Und weil Gesundheitsfaktoren in Diskussionen immer stärker beachtet werden, sind sie aus Neumanns Sicht eine große Chance für die Parzellen-Besitzer. „Dieser Wandel wirkt sich auf das Kleingärtnerwesen unglaublich positiv aus.“

Wandel, ein strategischer Kernpunkt für Neumann. Nicht bloß Experten und Politik müssten sich geistig verändern, die Kleingärtner selber müssten den Zeitgeist aufgreifen. Die Gesellschaft ändere sich, Digitalisierung, Zuwanderung, alles im Fluss. Und genau auf diese Änderungen bereitete Neumann die Zuhörer vor..

In Zukunft gebe es immer weniger Menschen, die dauerhaft einen Kleingarten haben wollten. So, und die Antwort darauf? „Neue Angebote. Mietgärten zum Beispiel. Oder ein Schnuppergarten. Oder eine Art Feriengarten.“ Oder, car sharing gibt’s ja auch, einen Garten mit jemandem teilen.

Drei Prozent der Stadtfläche sind mit Kleingärten belegt

Selbstverständlich ist da auch noch die ökologische Bedeutung der eingegrenzten Naturflächen, Rettungsinseln für bedrohte Tiere, wichtig fürs Stadtklima, aber das sind ja Argumente, die für Kleingärtner sowieso auf der Hand liegen.

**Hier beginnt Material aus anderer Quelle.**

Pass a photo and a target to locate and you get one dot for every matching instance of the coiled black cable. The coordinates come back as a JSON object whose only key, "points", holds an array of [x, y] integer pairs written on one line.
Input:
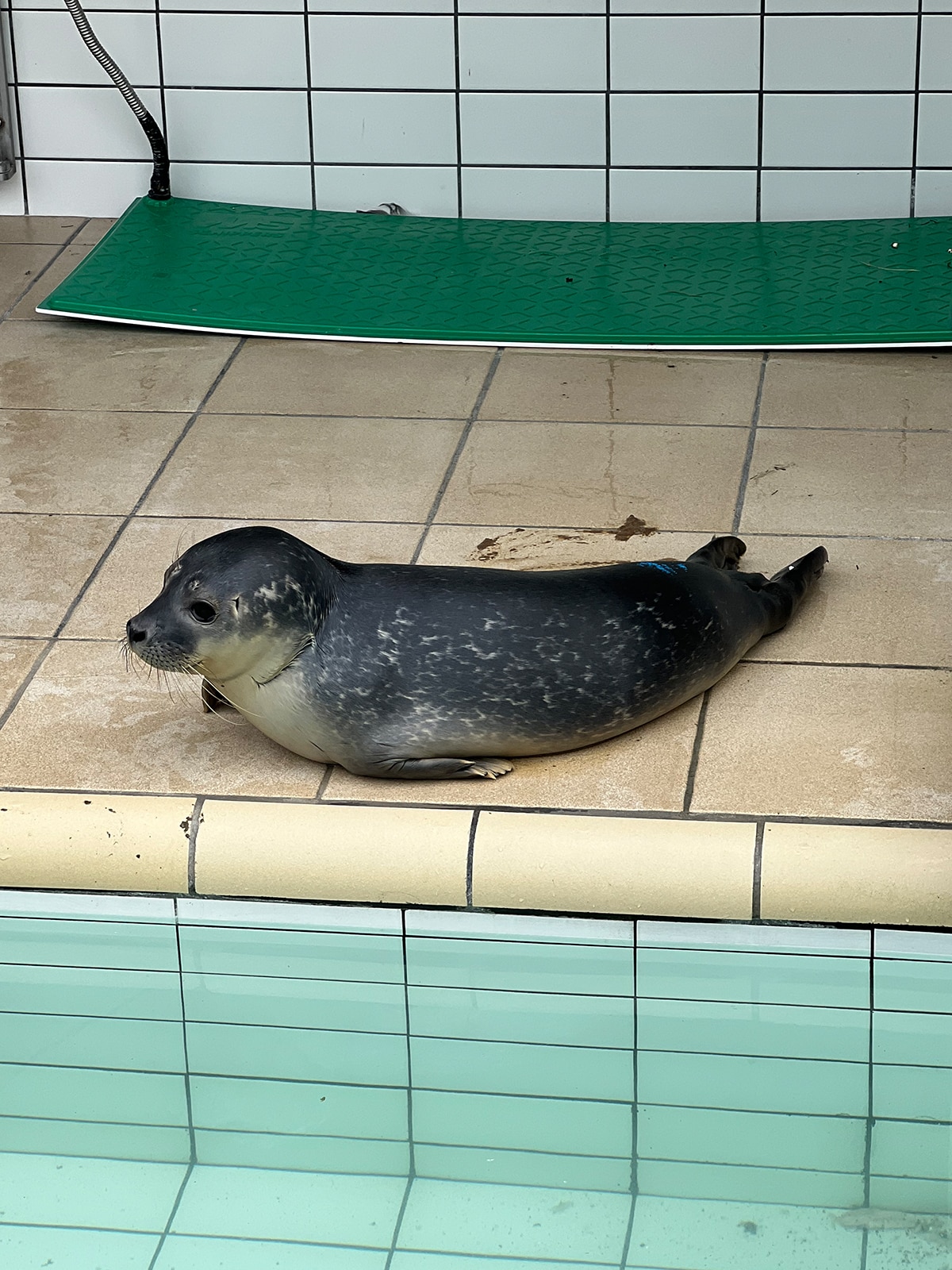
{"points": [[159, 186]]}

2020, so lautet eine Prognose, wird Berlin um 266 000 Menschen wachsen, für Gegner der Kleingarten ihr wichtigstes Argument, Gärten in Bauland umzuwidmen. 194 000 neue Wohnungen werden demnach in Berlin bis 2030 gebraucht. Neumann referiert diese Zahlen, aber aus seiner Sicht liefert genau dieser Zuwachs Argumente fürs Kleingartenwesen. „Denn diese Menschen benötigen ja auch mehr Kleingärten, das ist doch logisch.“ Im Moment sind 2900 Hektar mit Kleingärten belegt, drei Prozent der Stadtfläche. Sollte die Bevölkerung wie erwartet anwachsen, dann, sagt Neumann, würden 2980 Hektar benötigt.

Hilfe vom Papst

Wenn aber wie in Lichterfelde „eine geschützte Grünanlage bebaut werden soll“, dann werde eine fatale Entwicklung eingeleitet. „Das ist wie eine Schneeflocke, die zur Lawine anwächst.“ In Lichterfelde soll auf einem urwüchsigen Waldareal ein Flüchtlingsheim gebaut werden. Dagegen regt sich großer Widerstand.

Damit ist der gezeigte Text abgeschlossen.